Tengo un recuerdo, o una sensación
que se habrá repetido muchas veces
y que resurge apenas formulada cuando
me acuesto boca abajo: era muy chico
y creo que de noche aún tenía miedo
y hasta pánico antes de poder
entregarme al sueño. Me resistía, ¿quién sabe
lo que puede pasar mientras se duerme:
que llegue una banda y te golpee o peor aún
soñarla? Debía tener un sueño firme,
acerado, siempre alerta, y entonces
adoptaba la postura de vuelo de Astroboy,
el niño robot de un dibujo japonés,
que parecía un Pinocho combativo. Ahora
veo que aquel científico excéntrico, autor
del robot, cumplía el papel del viejo
carpintero.
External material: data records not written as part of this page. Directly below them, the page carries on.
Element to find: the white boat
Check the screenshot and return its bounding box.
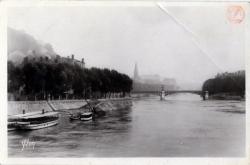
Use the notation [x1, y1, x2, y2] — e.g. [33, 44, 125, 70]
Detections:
[80, 112, 93, 121]
[13, 111, 59, 130]
[8, 121, 17, 131]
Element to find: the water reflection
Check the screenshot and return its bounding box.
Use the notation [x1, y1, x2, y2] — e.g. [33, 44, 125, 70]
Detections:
[8, 94, 245, 157]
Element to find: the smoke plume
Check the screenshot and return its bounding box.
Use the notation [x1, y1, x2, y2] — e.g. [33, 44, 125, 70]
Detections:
[7, 27, 56, 64]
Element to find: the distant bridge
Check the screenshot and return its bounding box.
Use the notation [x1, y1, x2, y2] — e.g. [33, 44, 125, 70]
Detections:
[132, 90, 204, 96]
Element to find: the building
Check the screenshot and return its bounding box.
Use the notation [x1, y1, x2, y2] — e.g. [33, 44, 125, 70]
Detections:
[55, 54, 85, 68]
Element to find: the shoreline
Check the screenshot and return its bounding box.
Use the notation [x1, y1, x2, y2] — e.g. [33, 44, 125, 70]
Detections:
[7, 97, 132, 115]
[208, 93, 245, 101]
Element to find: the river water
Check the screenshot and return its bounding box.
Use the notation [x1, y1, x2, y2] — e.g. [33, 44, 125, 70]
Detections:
[8, 94, 245, 157]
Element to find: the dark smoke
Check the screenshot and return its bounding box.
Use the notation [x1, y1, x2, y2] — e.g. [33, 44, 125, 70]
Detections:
[7, 27, 56, 64]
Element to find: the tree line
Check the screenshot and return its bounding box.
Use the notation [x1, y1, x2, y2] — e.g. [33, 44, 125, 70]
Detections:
[8, 60, 133, 100]
[202, 70, 245, 96]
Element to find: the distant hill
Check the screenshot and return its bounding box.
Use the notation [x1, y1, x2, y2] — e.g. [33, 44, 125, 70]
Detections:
[7, 27, 56, 64]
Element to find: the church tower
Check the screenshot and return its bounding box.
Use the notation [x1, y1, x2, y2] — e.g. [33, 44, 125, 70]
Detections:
[134, 63, 140, 81]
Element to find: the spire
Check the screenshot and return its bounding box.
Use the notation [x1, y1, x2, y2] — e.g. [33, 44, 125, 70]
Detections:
[134, 62, 139, 80]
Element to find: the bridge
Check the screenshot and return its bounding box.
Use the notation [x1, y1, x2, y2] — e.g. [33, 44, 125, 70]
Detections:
[132, 90, 204, 96]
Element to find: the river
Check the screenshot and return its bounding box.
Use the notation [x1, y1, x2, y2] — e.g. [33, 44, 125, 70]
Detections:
[8, 94, 245, 157]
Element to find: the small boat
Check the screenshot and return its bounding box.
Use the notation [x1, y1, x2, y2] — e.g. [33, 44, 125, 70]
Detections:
[8, 121, 17, 131]
[69, 114, 80, 120]
[80, 112, 93, 121]
[16, 111, 59, 130]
Y ambos son fantasías quizás
no de niños que quisieran ser hechos
de madera o metal, sino de padres
que alucinan su propia antropogénesis.
¿Acaso el metal promete durar más
que la carne y la piel? ¿No se oxida?
¿Y no se pudre finalmente la madera?
Lo que importa es el miedo, inevitable,
hijito, y ya se siente en tu breve semestre
de vida, cuando agarrás un dedo
de mi mano derecha con toda tu fuerza
prensil, y no aflojás el puño hasta sumirte
en un sopor profundo. Aunque nadie nunca
te vaya a dejar solo, no tenés
todavía palabras que te calmen. Te daría
el puño en alto y la pierna flexionada
apuntando al cielo, para que salves
lo que sea del mundo, pero no te olvidés
de la fragilidad, porque seré un anciano
o un tarro de cenizas protectoras, un nombre
nada más, cuando vos empecés
a escribir con piecitos de varón
el baile de tu guerra y tu regreso a casa.